Me temo que hemos perdido la proporción de las cosas y que los últimos acontecimientos nos han desbordado. Esto es evidente en dos temas concurrentes. El primero es el terror desatado ante la descertificación (¡qué palabreja!) con que nos amenazan nuestros primos del Norte. El segundo deriva de ese acto increíble en el que el Presidente de la República y el secretario de la Defensa condenaron sin remedio al general Gutiérrez Rebollo, cuando ni siquiera se le había dictado auto de formal prisión.
¿Es realmente la descertificación un acto que atenta en contra de nuestra soberanía?

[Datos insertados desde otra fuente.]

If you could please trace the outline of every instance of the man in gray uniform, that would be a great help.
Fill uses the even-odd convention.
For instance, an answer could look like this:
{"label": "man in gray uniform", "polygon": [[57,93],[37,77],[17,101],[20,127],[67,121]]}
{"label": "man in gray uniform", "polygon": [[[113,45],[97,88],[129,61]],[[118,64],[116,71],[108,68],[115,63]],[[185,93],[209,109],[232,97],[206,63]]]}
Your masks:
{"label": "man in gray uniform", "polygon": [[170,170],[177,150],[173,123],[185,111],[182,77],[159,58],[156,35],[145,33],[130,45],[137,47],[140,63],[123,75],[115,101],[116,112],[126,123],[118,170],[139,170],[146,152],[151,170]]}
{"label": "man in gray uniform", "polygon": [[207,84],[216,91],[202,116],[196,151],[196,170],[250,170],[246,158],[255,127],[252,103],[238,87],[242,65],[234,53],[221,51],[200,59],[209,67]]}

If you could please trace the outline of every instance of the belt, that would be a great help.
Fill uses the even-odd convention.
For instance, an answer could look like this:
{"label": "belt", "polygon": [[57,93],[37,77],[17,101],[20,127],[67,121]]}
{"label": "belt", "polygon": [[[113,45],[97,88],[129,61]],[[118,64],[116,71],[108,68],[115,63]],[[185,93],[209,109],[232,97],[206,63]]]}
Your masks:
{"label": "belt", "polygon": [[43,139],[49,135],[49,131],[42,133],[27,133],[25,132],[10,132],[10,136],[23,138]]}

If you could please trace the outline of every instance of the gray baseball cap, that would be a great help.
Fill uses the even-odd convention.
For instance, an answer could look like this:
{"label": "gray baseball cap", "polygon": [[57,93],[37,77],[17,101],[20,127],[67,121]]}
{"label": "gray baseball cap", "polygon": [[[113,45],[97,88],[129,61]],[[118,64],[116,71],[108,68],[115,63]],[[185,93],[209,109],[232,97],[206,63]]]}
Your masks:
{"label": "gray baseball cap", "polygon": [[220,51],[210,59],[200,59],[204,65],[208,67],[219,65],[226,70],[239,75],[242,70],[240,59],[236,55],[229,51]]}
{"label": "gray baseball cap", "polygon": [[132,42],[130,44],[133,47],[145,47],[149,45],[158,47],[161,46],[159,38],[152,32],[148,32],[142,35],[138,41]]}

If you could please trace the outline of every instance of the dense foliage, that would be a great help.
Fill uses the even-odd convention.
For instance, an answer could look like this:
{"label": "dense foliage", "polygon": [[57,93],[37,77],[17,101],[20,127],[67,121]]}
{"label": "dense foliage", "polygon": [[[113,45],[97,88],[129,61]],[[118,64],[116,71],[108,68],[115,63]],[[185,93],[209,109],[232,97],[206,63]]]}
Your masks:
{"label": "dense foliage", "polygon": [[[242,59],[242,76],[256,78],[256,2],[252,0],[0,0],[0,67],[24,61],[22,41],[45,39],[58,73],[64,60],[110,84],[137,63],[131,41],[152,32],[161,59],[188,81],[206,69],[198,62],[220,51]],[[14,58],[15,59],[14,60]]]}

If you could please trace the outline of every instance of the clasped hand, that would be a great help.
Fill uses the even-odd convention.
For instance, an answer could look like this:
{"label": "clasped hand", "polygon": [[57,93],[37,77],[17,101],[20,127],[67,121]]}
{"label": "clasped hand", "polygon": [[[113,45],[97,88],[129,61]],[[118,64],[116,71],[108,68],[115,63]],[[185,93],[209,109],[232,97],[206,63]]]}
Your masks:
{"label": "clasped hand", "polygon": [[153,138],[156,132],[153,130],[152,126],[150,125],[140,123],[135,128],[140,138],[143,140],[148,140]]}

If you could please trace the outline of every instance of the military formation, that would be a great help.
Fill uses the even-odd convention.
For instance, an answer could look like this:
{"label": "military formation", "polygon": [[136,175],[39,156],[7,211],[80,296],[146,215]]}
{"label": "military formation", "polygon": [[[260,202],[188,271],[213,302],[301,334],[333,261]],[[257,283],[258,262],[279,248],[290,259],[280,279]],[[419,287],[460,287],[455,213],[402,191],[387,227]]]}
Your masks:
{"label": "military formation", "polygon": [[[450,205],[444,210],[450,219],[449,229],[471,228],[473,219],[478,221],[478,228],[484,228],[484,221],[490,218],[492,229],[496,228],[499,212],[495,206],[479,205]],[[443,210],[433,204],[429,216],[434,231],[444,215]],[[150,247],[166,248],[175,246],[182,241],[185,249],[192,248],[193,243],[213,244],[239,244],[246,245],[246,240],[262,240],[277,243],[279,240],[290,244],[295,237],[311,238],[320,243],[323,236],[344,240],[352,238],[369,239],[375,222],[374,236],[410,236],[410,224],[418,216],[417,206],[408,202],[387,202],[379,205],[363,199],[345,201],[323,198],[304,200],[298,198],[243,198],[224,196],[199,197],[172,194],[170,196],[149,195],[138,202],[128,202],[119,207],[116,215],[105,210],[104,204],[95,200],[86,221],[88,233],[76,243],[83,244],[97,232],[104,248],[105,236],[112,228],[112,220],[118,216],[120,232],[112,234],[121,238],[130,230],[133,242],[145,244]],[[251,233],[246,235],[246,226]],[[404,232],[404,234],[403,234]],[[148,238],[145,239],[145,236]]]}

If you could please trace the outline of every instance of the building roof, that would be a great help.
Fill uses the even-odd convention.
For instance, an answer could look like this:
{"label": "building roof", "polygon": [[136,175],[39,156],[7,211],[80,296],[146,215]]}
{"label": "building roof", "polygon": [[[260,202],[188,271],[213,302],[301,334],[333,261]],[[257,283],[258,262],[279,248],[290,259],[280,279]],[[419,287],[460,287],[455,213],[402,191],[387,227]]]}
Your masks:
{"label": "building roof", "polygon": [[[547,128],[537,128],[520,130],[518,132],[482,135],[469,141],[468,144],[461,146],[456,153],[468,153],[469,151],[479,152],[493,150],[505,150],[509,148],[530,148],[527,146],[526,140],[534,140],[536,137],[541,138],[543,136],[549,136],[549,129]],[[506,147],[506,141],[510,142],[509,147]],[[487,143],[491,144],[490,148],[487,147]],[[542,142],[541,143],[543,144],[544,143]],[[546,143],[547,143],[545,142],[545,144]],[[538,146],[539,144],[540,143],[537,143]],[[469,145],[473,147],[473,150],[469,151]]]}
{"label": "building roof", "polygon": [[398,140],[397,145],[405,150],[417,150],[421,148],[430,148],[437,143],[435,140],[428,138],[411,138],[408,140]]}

En mi concepto, no lo es. Más allá de la intención perniciosa de la expresión, esa sí nacida en los nortes, yo no veo otra cosa que la declaración de una de las partes en un convenio en el sentido de que la otra no cumplió sus obligaciones y que, por lo tanto, desaparece su propia obligación de cumplir lo pactado. En el derecho civil es normal que una parte deje de cumplir ante el incumplimiento de la otra. Recordemos el texto del artículo 1949 del Código Civil del DF, que faculta a la parte que cumple a rescindir el contrato, y por lo tanto a no cumplirlo, si la otra parte viola sus deberes. En ocasiones se permite en relaciones privadas que una parte dé aviso a la otra de la terminación bajo ciertas hipótesis y, claro está, sujeta a responsabilidad si lo hace sin causa. Debo suponer que en derecho internacional es una regla de juego.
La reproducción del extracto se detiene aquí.